Chief Justice of Meghalaya High Court
- In office 24 November 2021 – 1 November 2023
- Nominated by: N. V. Ramana
- Appointed by: Ram Nath Kovind
- Governor: Satya Pal Malik
- Preceded by: Ranjit Vasantrao More
- Succeeded by: S. Vaidyanathan

Chief Justice of Madras High Court
- In office 4 January 2021 – 16 November 2021
- Nominated by: Sharad Arvind Bobde
- Appointed by: Ram Nath Kovind
- Governor: Banwarilal Purohit
- Preceded by: Amreshwar Pratap Sahi
- Succeeded by: M. Duraiswamy (acting)

Judge of Calcutta High Court
- In office 22 June 2006 – 3 January 2021
- Nominated by: Yogesh Kumar Sabharwal
- Appointed by: A. P. J. Abdul Kalam

Personal details
- Born: 2 November 1961 (age 64)
- Education: University of Calcutta St.
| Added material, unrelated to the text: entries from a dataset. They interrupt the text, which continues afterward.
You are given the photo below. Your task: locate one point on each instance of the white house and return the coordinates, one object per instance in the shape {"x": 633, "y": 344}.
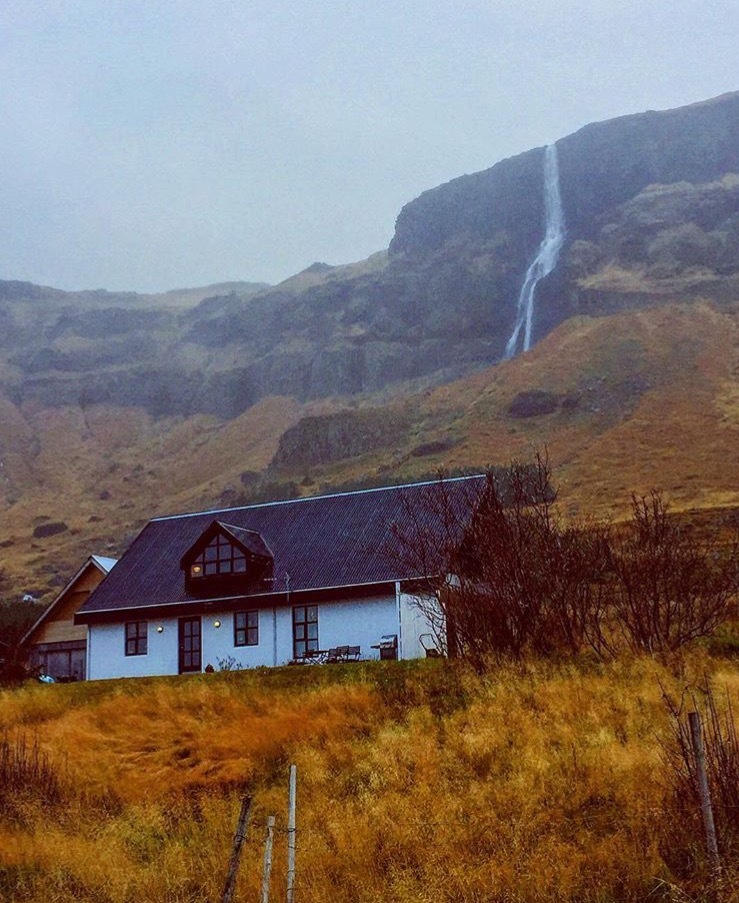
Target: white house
{"x": 267, "y": 584}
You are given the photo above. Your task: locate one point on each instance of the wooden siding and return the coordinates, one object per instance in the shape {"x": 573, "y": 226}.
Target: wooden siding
{"x": 59, "y": 626}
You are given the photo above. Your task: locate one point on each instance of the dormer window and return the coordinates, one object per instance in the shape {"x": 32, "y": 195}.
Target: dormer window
{"x": 226, "y": 559}
{"x": 220, "y": 556}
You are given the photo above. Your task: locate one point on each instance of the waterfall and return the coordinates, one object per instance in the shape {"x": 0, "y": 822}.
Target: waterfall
{"x": 546, "y": 256}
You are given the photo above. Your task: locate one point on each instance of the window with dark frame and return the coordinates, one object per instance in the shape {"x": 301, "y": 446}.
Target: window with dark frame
{"x": 246, "y": 628}
{"x": 136, "y": 637}
{"x": 220, "y": 556}
{"x": 305, "y": 630}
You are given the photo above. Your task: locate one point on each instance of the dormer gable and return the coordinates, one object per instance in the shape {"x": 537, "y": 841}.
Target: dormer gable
{"x": 226, "y": 558}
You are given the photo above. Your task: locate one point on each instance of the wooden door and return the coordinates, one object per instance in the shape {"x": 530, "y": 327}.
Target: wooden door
{"x": 190, "y": 645}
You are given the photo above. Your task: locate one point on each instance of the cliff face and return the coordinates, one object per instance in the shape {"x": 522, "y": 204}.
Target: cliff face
{"x": 652, "y": 214}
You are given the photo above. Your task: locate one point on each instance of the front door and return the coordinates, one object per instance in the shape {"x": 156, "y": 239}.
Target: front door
{"x": 190, "y": 645}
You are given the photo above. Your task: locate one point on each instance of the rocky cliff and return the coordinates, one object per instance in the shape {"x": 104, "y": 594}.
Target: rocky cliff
{"x": 652, "y": 214}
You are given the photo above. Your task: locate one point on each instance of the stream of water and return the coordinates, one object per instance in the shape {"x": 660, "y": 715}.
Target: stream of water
{"x": 546, "y": 256}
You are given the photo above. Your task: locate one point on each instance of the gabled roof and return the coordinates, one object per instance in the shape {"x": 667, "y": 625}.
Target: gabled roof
{"x": 251, "y": 541}
{"x": 324, "y": 542}
{"x": 105, "y": 565}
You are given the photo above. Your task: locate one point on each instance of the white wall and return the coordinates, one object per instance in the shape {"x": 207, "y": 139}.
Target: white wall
{"x": 350, "y": 623}
{"x": 416, "y": 623}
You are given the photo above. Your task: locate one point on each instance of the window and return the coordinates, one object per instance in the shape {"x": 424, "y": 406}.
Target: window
{"x": 246, "y": 628}
{"x": 136, "y": 634}
{"x": 305, "y": 630}
{"x": 220, "y": 556}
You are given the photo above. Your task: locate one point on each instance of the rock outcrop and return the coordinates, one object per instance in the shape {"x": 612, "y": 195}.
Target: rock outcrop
{"x": 651, "y": 204}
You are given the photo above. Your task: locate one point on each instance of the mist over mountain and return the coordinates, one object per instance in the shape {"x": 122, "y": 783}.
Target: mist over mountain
{"x": 653, "y": 195}
{"x": 117, "y": 406}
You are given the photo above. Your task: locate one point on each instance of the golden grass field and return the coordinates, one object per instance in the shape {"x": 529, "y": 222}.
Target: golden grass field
{"x": 540, "y": 781}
Paul's School, Darjeeling

= Sanjib Banerjee =

Former Chief Justice of Meghalaya High Court

Sanjib Banerjee (born 2 November 1961) is an Indian retired judge who was the Chief Justice of Meghalaya High Court. He previously served as the Chief Justice of Madras High Court and a judge in Calcutta High Court.

==Career==
Banerjee did his schooling from St. Paul's School, Darjeeling and passed B.Sc. with Honors in Economics in 1983 and LL.B. in 1986-87 from University of Calcutta. Banerjee started his career as a sports journalist in The Telegraph. Banerjee was enrolled as an Advocate on 21 November 1990. He practiced in various High Courts. He was elevated as Permanent Judge of Calcutta High Court on 22 June 2006. He was appointed Chief Justice of Madras High Court on 31 December 2020 and took oath on 4 January 2021. He was transferred as Chief Justice of Meghalaya High Court on 15 November 2021 and took oath on 24 November 2021. He retired on 1 November 2023.